As I mentioned, May turned into cheat month. Yes month. Once you've gone completely off track it is so much easier to stay there. I am starting my count for just about every luxury no-no over again as of June 1st. So for now I will keep a running tally of how much I did eat in the last 4+ months, it seems a lot better more encouraging when I say it that way :)

So in the last 141 days I have had only :)
8 desserts
9 beverages
2 portions of chips

I still have not had any donuts, juices or milks! Still not bad considering most of that

And I went for an hour and a half long walk on Monday and about a 40 minute walk last week too. Rain hasn't been making walking outside easy but I'm going to keep trying, as long as it isn't too cold. A lot of season finale's on t.v. lately so my schedule is blowing wide open :)

And on all other fronts I am feeling good, feeling healthy. Intentionally working on how to keep hope afloat but more so how to remember my weakness is when God's grace and power are made perfect.
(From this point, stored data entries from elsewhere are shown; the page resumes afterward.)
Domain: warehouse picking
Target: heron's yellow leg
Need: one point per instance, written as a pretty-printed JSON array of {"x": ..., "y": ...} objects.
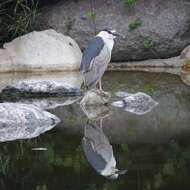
[{"x": 100, "y": 85}]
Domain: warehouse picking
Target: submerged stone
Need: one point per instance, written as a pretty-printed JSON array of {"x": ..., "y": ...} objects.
[
  {"x": 22, "y": 121},
  {"x": 138, "y": 103},
  {"x": 41, "y": 88}
]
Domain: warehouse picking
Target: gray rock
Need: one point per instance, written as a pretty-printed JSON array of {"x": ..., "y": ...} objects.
[
  {"x": 185, "y": 54},
  {"x": 22, "y": 121},
  {"x": 163, "y": 32},
  {"x": 41, "y": 88},
  {"x": 40, "y": 51}
]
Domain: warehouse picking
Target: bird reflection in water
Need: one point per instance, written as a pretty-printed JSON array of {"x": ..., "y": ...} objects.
[{"x": 98, "y": 150}]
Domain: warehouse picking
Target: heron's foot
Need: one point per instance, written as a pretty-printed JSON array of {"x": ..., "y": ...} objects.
[{"x": 104, "y": 93}]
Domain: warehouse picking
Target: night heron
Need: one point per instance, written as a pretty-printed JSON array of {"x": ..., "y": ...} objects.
[
  {"x": 99, "y": 152},
  {"x": 96, "y": 57}
]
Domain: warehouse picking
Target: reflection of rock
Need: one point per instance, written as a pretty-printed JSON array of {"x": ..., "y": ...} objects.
[
  {"x": 138, "y": 103},
  {"x": 22, "y": 121},
  {"x": 51, "y": 103},
  {"x": 95, "y": 97},
  {"x": 65, "y": 79},
  {"x": 30, "y": 88},
  {"x": 185, "y": 76},
  {"x": 99, "y": 152},
  {"x": 96, "y": 112},
  {"x": 40, "y": 51}
]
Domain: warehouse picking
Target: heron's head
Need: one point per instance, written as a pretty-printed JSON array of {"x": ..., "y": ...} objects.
[{"x": 109, "y": 34}]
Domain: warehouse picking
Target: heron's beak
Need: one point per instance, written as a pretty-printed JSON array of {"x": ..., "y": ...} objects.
[
  {"x": 117, "y": 34},
  {"x": 121, "y": 172}
]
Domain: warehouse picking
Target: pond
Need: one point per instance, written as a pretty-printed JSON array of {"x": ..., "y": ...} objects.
[{"x": 151, "y": 151}]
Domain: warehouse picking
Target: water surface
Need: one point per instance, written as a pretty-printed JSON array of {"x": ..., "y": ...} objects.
[{"x": 154, "y": 147}]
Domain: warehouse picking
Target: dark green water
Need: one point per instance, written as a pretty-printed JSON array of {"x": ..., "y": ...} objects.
[{"x": 154, "y": 148}]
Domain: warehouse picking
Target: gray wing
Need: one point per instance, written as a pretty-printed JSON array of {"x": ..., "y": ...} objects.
[{"x": 93, "y": 49}]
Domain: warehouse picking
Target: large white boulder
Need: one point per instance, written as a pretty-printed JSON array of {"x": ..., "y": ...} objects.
[
  {"x": 23, "y": 121},
  {"x": 40, "y": 51}
]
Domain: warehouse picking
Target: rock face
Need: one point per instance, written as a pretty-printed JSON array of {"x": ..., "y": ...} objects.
[
  {"x": 40, "y": 51},
  {"x": 22, "y": 121},
  {"x": 63, "y": 83},
  {"x": 185, "y": 54},
  {"x": 153, "y": 28},
  {"x": 31, "y": 88}
]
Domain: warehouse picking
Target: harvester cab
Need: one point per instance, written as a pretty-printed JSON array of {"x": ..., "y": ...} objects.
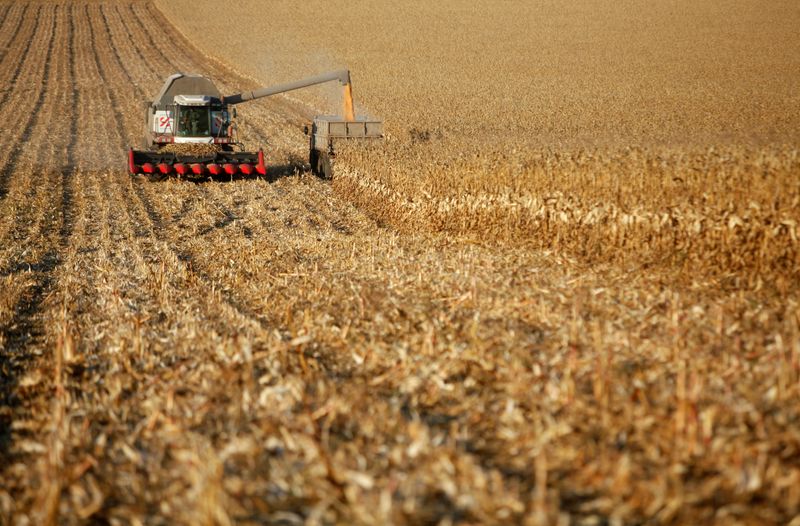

I need to learn to let go of the desire NOT to be weak long before I reach the end of myself. And I have a few tools in my pocket now to help with that.

I have realized also though that I haven't had a consistent spiritual filling since our small group transformed. I think I might be spiritually dehydrated. My soul is refreshed now and then, through certain people, through certain situations, but those just are not happening frequently enough. I am in need of a small group where I have people pouring into me, not just me pouring into others. Or a mentor. I'm still looking for one of those. May have found a candidate or two :) We'll see where God takes that relationship. All I know is I'm doing a lot of pouring out without as much pouring back in.

But overall, I'm good. Better than good. Thank God for that.